Chris Boswell strives to be a hands-on and inspirational leader, both within his business and in life.
As the founder and CEO of Strategic Group he champions exceptional team culture, refusing to be guided by financial objectives only and striving to find the right balance of innovation, passion and integrity within the business.
A family man at heart the business is a true family affair, with a number of family members working with the organisation, including two of his children.
How do you define the difference between a Manager and a Leader?
The typical definitions are still valid, a leader creates change and creates the vision for the company with a long term broad perspective.
A Manager, on the other hand, reacts to change, and implements the company vision, with a more detailed perspective.
The Leader is also the creator and the spokesperson for the company’s values and culture. It is the Leader that needs to promote this culture and values, both internally and externally.
What do you believe is the biggest challenge facing leaders today?
Maintaining a company’s culture and values.
With the seemingly ever-increasing pressures in the business world, it can be too easy to cut corners and undermine a company’s core values.
We see this on an increasing basis these days, whereby passion and integrity are compromised by cost cutting, or a too narrow focus on business objectives.
One example of this is the reduction by companies in the amount of time and money they spend on training.
For companies that wish to maintain or enhance their professional and service levels and then to cut training budgets, particularly in industries such as ours, means that the level of professional service that are offered must surely decline.

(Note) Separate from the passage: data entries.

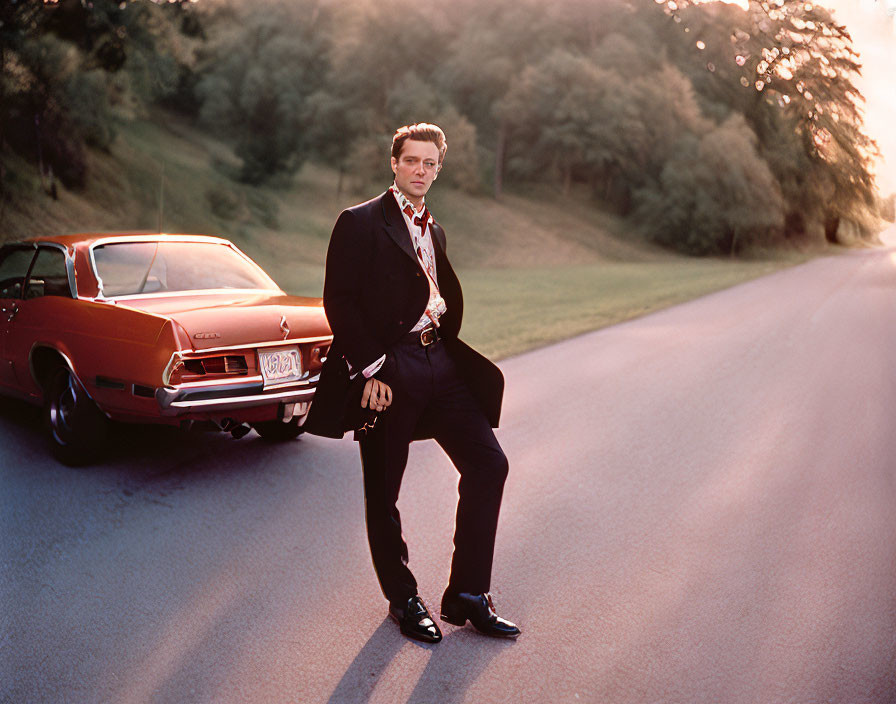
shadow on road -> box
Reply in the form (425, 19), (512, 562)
(328, 617), (514, 704)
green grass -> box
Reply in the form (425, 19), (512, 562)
(460, 259), (796, 359)
(0, 113), (810, 358)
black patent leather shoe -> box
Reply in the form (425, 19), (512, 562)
(442, 592), (520, 638)
(389, 596), (442, 643)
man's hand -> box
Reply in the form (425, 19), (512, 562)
(361, 377), (392, 411)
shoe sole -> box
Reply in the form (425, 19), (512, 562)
(439, 612), (520, 640)
(389, 611), (442, 644)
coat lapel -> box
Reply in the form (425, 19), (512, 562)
(381, 191), (417, 262)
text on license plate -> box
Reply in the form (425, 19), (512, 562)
(258, 347), (302, 386)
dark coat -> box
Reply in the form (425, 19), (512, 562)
(306, 191), (504, 438)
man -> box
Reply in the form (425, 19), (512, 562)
(309, 123), (520, 643)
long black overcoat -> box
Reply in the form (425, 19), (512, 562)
(307, 191), (504, 439)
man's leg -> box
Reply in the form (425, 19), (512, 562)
(427, 344), (508, 594)
(359, 348), (421, 604)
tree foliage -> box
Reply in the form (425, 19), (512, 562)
(0, 0), (883, 254)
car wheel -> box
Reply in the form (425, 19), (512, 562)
(44, 367), (108, 466)
(252, 418), (305, 442)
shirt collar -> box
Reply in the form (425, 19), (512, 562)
(389, 182), (427, 219)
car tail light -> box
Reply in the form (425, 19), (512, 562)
(168, 354), (249, 384)
(308, 343), (330, 369)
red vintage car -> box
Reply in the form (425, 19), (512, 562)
(0, 234), (332, 464)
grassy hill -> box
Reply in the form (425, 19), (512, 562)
(0, 113), (808, 357)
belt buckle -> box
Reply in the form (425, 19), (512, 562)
(420, 328), (439, 347)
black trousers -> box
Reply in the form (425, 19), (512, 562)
(360, 342), (507, 606)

Staff morale decreases and customer satisfaction declines and your passion for excellence cannot be realised.
What is one mistake you witness leaders making more frequently than others?
There seem to be a constant thought pattern in some organisations that we should always be chasing growth.
Whilst I have no issue with growth per se (and ours certainly has seen some good growth over the past years), this “tunnel vision” on growth can be truly detrimental on the culture of the organisation. As we all know, an organisation with five employees is very different from one with 20 employees or one with 50 employees.
We often see companies that have grown, more employees, more overheads, more profit (maybe), but the owners and employees end up less satisfied.
We need to recognise that with growth comes challenges not just around the logistics but more importantly around the integrity of the core values of the company.
What do you believe makes business in the Hunter unique?
For as long as I can remember, we in the Hunter seem to have drawn the short straw when it comes to any sort of government funding in this area.
This, and our regional isolation from Sydney, means that we have a tough resilience and a “can do” attitude.
We have been forced, to some extent, to be more innovative and certainly more reliant on our own abilities rather than on others.
The really nice thing about Newcastle is that it is quite a small business community, particularly compared to the major cities, and that means that the degrees of separation between business people become even smaller.
What local businessperson do you find inspiring?
The people that inspire me and the ones that are willing to give substantial time to assist others, and make our communities better places to live and work in.
I am on the Red Shield committee with Paul Murphy as the chair and I see how much time and devotion Paul gives to this cause.
We also support Ronald McDonald House, and I see how much time and effort Ross Bingham (CEO) and his team here put into the support of families and kids throughout the broad northern NSW region.
I am constantly amazed by the passion and enthusiasm that these people show, and the impact it has on our broader communities.